Is version control (ie. Subversion) applicable in document tracking?

Version ControlTracking

Version Control Problem Overview


I am in charge of about 100+ documents (word document, not source code) that needs revision by different people in my department. Currently all the documents are in a shared folder where they will retrieve, revise and save back into the folder.

What I am doing now is looking up the "date modified" in the shared folder, opened up recent modified documents and use the "Track Change" function in MS Word to apply the changes. I find this a bit tedious.

So will it be better and easier if I commit this in a version control database?

Basically I want to keep different version of a file.


What have I learn from answers:

  • Use Time Machine to save different version (or Shadow copy in Vista)

  • There is a difference between text and binary documents when you use version control app. (I didn't know that)

  • Diff won't work on binary files

  • A notification system (ie email) for revision is great

  • Google Docs revision feature.

Update :

I played around with Google Docs revision feature and feel that it is almost right for me. Just a bit annoyed with the too frequent versioning (autosaving).

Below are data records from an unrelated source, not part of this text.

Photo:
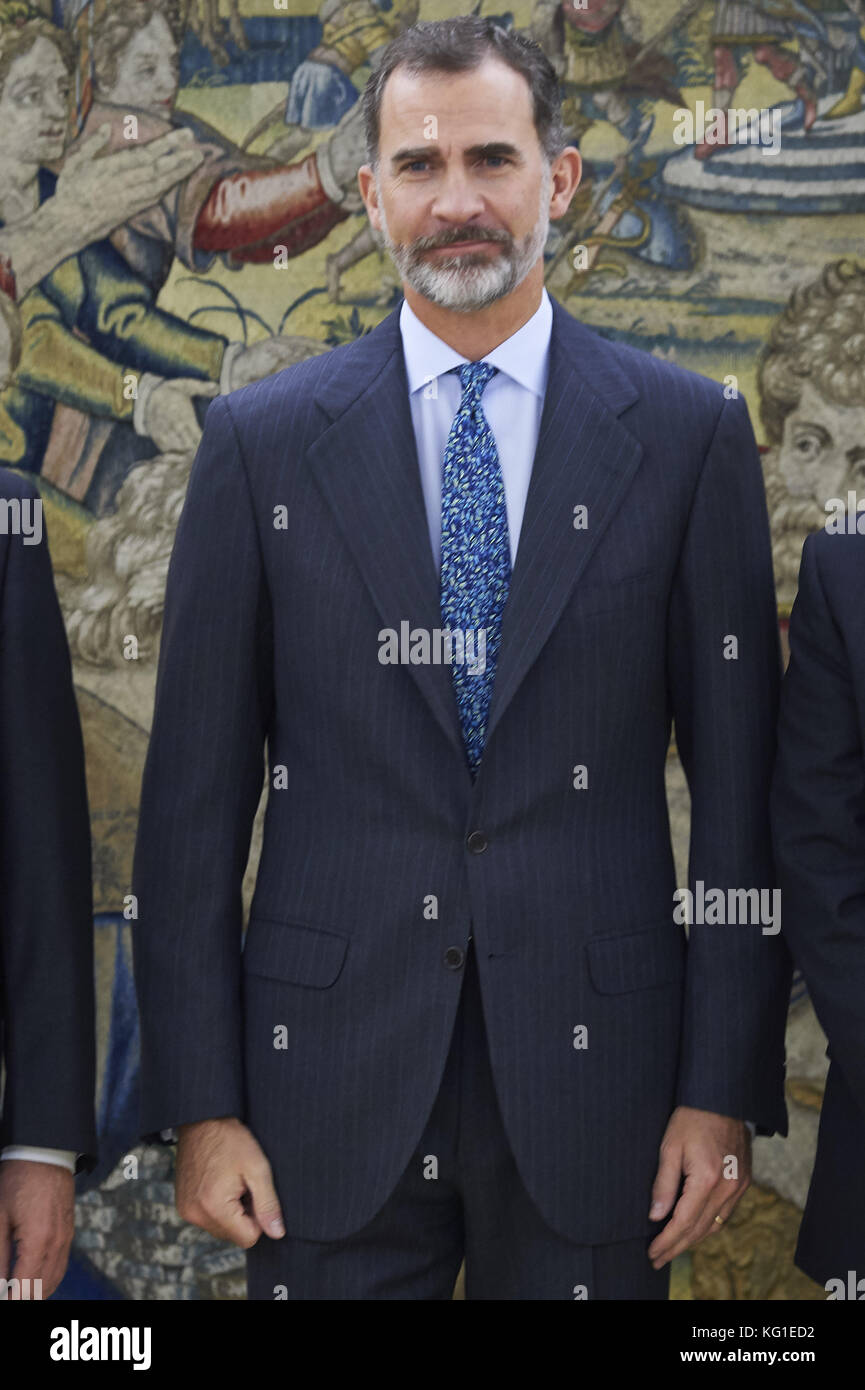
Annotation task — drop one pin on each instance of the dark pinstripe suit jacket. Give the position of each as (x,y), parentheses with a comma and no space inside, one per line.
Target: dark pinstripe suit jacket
(305,535)
(818,820)
(46,905)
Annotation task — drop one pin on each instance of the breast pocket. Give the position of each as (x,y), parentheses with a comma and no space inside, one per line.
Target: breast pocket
(294,952)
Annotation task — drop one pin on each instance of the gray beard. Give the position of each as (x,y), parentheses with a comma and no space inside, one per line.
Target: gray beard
(473,280)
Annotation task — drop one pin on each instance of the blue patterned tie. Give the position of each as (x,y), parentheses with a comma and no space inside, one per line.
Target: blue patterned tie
(474,552)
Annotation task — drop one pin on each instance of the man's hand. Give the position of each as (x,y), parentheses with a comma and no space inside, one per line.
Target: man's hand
(224,1184)
(38,1214)
(714,1154)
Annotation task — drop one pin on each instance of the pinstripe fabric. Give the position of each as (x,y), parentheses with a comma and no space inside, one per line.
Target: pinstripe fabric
(818,822)
(609,630)
(46,906)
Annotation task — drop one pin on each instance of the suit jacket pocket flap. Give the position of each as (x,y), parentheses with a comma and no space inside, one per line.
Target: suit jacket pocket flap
(294,952)
(636,961)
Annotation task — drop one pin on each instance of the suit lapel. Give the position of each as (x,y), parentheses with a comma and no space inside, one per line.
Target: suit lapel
(367,469)
(584,458)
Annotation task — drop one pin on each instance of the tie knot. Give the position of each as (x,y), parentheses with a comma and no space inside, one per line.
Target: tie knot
(476,374)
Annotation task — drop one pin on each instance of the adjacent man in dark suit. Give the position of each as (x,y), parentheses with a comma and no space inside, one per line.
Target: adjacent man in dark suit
(818,820)
(47,1125)
(587,524)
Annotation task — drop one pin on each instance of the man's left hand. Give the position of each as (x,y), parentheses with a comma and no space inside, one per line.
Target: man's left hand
(714,1155)
(36,1215)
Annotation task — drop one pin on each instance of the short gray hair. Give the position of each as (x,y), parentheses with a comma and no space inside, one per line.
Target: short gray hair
(461,45)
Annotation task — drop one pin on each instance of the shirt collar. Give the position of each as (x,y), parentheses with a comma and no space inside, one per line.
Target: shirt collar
(523,356)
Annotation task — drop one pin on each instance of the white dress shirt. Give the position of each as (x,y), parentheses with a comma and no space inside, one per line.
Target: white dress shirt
(60,1157)
(512,401)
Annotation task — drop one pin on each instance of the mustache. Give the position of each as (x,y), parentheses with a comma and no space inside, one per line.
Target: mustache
(461,234)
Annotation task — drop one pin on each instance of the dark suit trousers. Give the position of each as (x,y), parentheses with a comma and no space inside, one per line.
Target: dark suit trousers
(461,1196)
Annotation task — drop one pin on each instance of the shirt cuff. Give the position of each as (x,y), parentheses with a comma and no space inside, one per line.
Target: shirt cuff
(59,1157)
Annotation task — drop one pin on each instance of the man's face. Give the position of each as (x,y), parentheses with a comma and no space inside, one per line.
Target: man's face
(146,71)
(462,193)
(34,104)
(822,453)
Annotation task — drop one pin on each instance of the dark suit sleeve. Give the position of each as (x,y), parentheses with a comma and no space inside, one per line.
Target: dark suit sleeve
(46,906)
(202,781)
(723,679)
(818,822)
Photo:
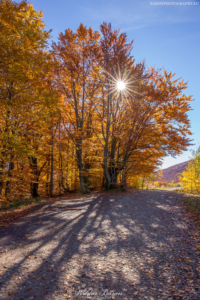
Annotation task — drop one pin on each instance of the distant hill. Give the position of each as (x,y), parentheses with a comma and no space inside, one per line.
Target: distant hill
(172,173)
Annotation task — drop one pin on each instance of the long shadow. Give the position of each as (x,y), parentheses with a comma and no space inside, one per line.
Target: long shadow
(114,242)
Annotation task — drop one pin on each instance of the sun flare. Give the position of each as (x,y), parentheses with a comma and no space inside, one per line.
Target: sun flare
(120,85)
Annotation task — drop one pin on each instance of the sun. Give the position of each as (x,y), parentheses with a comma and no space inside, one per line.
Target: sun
(121,85)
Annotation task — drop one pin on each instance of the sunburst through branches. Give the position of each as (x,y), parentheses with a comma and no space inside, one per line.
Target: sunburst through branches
(125,85)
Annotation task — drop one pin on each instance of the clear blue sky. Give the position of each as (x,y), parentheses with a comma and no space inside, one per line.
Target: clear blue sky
(164,35)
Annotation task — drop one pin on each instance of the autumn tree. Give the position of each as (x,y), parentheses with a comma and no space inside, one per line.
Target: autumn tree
(76,77)
(23,59)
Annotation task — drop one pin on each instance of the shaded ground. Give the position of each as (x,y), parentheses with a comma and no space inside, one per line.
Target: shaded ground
(141,245)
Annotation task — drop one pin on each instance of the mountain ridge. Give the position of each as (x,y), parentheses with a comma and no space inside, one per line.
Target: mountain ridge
(172,173)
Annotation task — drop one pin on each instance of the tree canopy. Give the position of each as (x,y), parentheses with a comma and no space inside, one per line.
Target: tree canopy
(65,124)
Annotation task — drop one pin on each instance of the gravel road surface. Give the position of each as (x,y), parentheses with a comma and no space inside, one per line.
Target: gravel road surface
(137,245)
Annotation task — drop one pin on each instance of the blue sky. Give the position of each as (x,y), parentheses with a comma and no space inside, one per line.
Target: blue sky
(164,35)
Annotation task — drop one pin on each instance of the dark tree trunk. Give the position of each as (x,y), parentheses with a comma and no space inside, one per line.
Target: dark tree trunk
(10,168)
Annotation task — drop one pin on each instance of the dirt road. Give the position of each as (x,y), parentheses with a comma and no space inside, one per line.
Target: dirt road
(138,245)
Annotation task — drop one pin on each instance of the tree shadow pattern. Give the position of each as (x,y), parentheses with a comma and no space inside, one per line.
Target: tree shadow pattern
(102,246)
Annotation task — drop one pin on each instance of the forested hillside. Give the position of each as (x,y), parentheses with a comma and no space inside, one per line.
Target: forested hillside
(80,113)
(173,173)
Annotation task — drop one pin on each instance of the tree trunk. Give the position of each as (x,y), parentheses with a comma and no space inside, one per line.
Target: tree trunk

But what feels right for me doesn't mean it feels right for my dept. Will they be okay with saving all these documents with Google?

Version Control Solutions


Solution 1 - Version Control

I've worked with Word documents in SVN. With TortoiseSVN, you can easily diff Word documents (between working copy and repository, or between two repository revisions). It's really slick and definitely recommended.

The other thing to do if you're using Word documents in SVN is to add the svn:needs-lock property to the Word documents. This will prevent two people from trying to edit the same document at the same time, since unfortunately there's no good way to merge Word documents.

With the above two things, handling revision controlled Word documents is at least tolerable. It certainly beats the alternative of using a shared folder and track-changes.

Solution 2 - Version Control

What on Earth are you all Word-is-binary-so-no-diff people talking about? TortoiseSVN, for example, integrates right out of the box with Word and enables you to use Word's built-in diff and merge functionality. It works just fine.

I have worked on projects that store documents in version control. It has worked out pretty well, although if people are unfamiliar with version control, they are probably going to have conceptual difficulties with things like "working copy" and "merge" and "conflict". Don't overestimate the users' capabilities when you plan your document management system.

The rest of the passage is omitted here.